The descent was all too easy. Sated by the delicious meal and the feeling of accomplishment our legs weightlessly cruised along the footpath towards the ferry terminal. We’ll be back soon.

Monday, January 5, 2009

Happy New Year!

This past week in Istanbul: Gavin and I rang in the New Year with a Canadian couple we have been palling around with. I made a pasta dinner, we drank wine and Raki at our house then wondered down to the water front just before New Years and toasted to 2009 with KIWI flavored white wine, which was the cause of my hangover the next morning. Good god…what will these crazy Turks think of next?
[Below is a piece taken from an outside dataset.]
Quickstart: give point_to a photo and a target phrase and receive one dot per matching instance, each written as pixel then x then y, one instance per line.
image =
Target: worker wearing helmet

We of course had a drunken altercation with two Turkish men, which resulted with Amy getting her ass pinched (luckily my long winter coat spared me from getting pinched as well, and saved Gavin from a life time in Turkish prison for ripping a Turk limb from limb.)

My classes have been going well, my weekend class is preparing for their Grammar Exam. It is nice when you see students’ faces when they finally really get something you have taught them. However it is very frustrating when they call in a fellow teacher, whom they all have a crush on, and forget all the English I have taught them altogether.
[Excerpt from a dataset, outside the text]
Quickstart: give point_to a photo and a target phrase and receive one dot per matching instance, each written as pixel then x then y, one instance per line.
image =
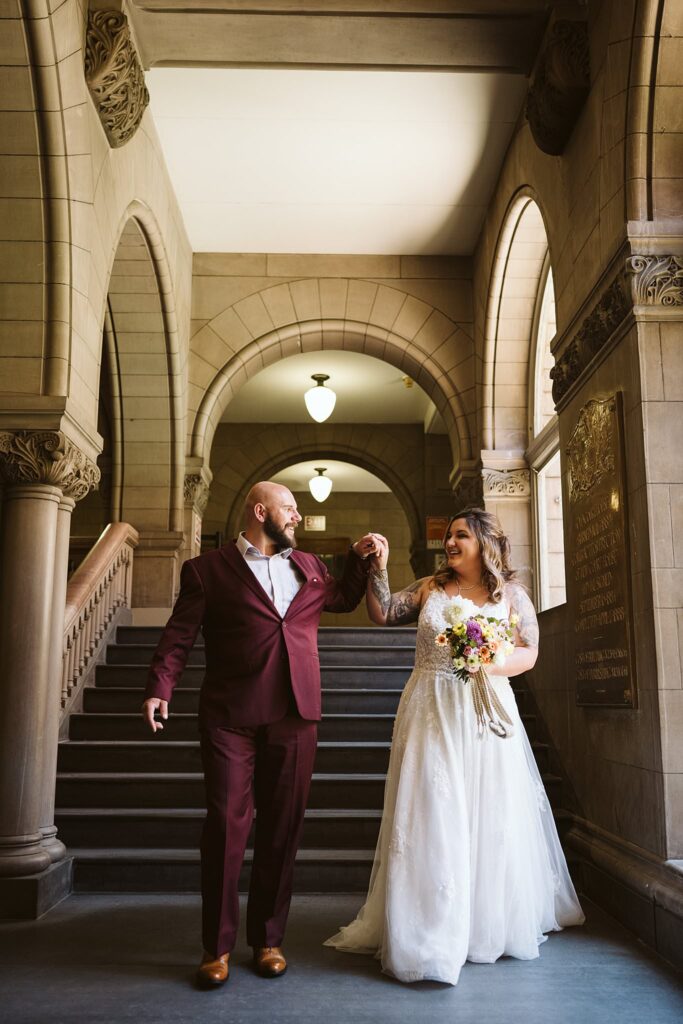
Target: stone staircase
pixel 130 806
As I previously mentioned, my weekend class met Gavin last weekend at our “party” and after finally learning the simple past tense this week, they were able to ask me questions about him. After they learned that we lived together in San Francisco and that we moved to Istanbul together, one student actually asked me if we “sleep together.” Interesting. (Editor’s Note: We maintain separate sleeping quarters once a week to observe the Sabbath).
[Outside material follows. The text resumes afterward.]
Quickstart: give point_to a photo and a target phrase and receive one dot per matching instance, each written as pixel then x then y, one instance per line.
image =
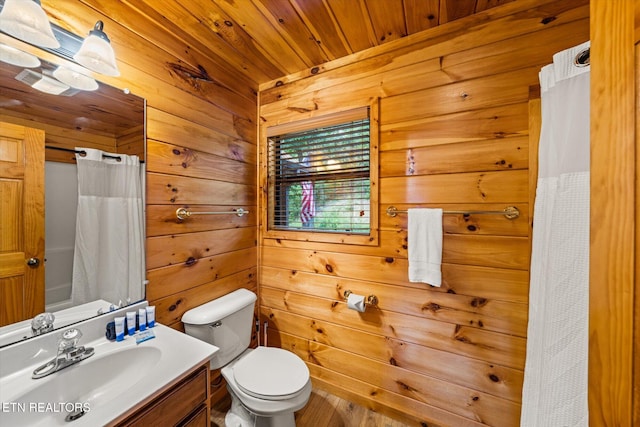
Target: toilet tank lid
pixel 219 308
Gavin and I finally got paid on the 3rd. Very exciting. Suddenly we have found ourselves rich with the Turkish Lira and spent over 100 TL the day we got paid. I bought myself my fleece blanket and a Grammar exercise book for my classes, and of course we finally got a chance to stock up on necessities like toilet paper, which was, of course, Gavin’s big purchase (Editor’s Note: Had to jump at such a great price).
A Brief Forward: Nellie is a self-professed "crazy cat-woman in training" and has spent some time observing the felines next door. I think everyone will enjoy this piece that she wrote the other night... Gavin

An interesting fact about our apartment: we live next to a cat palace. The building next door looks as though it should be abandoned. The stucco exterior is crumbling. The occupants have opted to create a scrap metal yard in front of their door. Mountains of trash are heaped in front of a pointless two-foot cement wall that surrounds the scrap yard. The only tenants appear to be cats, however the ever-changing laundry that hangs on one of the balconies suggests that humans do in fact occupy the building. The only life I have ever seen coming or going from the building are cats. The king cat appears to be an orange tabby that usually sits on the wall, but can often be seen following the fish cart that a man pushes through our street to the corner to sell his daily catch of sardines. About twenty other cats live under the king’s rule. They can be seen rooting through the trash, hiding under cars, and sleeping among the shards of scrap metal.

These cats have become quite a distraction to our daily lives. As some cat lovers may know, cats udder an earsplitting shriek whenever they fight or have sex. From the sounds of it, the cats next door do both quite frequently. Although our apartment is on the fourth floor, and a wide alley way divides our building from the cat palace, the shrieks sound as though they are coming from our balcony. These cries come at all hours of the night, echoing through our apartment.